Heil Honey, I’m Home (1990). Really, what were they thinking of? A sitcom about Adolf Hitler and Eva Braun living next door to a Jewish family in 1930s Berlin is something which even Bernard Manning would have considered tasteless. But for reasons unexplained, satellite channel Galaxy thought it would be suitable for mainstream television, by claiming it was a parody of tacky American sitcoms from the 1950s. Yeah, right.
Incredibly, a full series was recorded, but was dropped after the pilot episode was panned.
Triangle (1981-83). The BBC pushed the boat out for this big-budget drama, literally. Set on a North Sea ferry, the show was meant to be Britain’s answer to the popular American series Loveboat, featuring exciting destinations and the romance of the open seas.
So what could go wrong? Well, the one thing no amount of money could change was the weather, typified by the opening scenes where a clearly freezing Kate O’Mara sunbathed topless on the deck. The endless grey skies sapped any last vestige of glamour from the scenery, and the new hi-tech cameras struggled with the contrast of light coming from windows.
Production crews, in between bouts of seasickness, did find a way around this – they filmed indoor scenes with the curtains closed. Which, of course, meant they might as well have been shot in the studio.
On the positive side, Triangle did pioneer filming techniques which later became the norm. And its lame scripts provided Terry Wogan with plenty of material for his radio show.
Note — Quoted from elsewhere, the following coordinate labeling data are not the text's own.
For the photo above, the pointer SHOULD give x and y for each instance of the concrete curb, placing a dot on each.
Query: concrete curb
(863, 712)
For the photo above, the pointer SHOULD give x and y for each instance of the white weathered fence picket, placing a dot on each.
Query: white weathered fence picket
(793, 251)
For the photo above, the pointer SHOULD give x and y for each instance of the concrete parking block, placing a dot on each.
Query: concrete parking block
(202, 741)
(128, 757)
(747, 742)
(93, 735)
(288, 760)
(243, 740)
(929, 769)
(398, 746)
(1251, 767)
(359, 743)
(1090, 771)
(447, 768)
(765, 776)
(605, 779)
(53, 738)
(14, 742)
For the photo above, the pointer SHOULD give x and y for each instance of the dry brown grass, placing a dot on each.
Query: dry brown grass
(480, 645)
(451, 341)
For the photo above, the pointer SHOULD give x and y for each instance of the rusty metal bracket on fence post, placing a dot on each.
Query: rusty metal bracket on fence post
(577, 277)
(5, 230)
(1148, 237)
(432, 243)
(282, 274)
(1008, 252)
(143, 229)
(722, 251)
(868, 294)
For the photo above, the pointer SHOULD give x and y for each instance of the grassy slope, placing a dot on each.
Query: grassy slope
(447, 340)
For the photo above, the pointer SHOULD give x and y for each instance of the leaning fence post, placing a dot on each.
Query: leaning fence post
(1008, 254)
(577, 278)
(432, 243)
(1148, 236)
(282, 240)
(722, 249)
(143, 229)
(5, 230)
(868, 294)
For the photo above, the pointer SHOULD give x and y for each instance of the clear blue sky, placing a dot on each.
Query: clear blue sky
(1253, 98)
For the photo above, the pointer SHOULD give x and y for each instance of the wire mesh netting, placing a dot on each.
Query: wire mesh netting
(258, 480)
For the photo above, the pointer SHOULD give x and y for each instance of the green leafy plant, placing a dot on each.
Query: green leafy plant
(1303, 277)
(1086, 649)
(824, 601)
Come Back, Mrs Noah (1977-78): The 1970s produced some fantastic sitcoms, including Are You Being Served?, written by Jeremy Lloyd and David Croft, and starring Mollie Sugden. Let’s just say the trio’s next project was not quite so successful.
Set in the year 2050, Sugden starred as Gertrude Noah, a housewife who unwittingly becomes an astronaut after winning a cookery competition. The prize is a tour of a space station, and during the visit Mrs Noah is accidentally blasted into space. And it looked as though the costume department extended to an old colander for Mrs Noah’s head.
Eldorado (1992-93): Back in the early 1990s, Terry Wogan was the king of the TV chat show, his thrice weekly programme regularly coming close to the top of the viewing figure charts. So what did the BBC do? Replace it with a £10 million soap opera which trailed Antiques Roadshow in the ratings.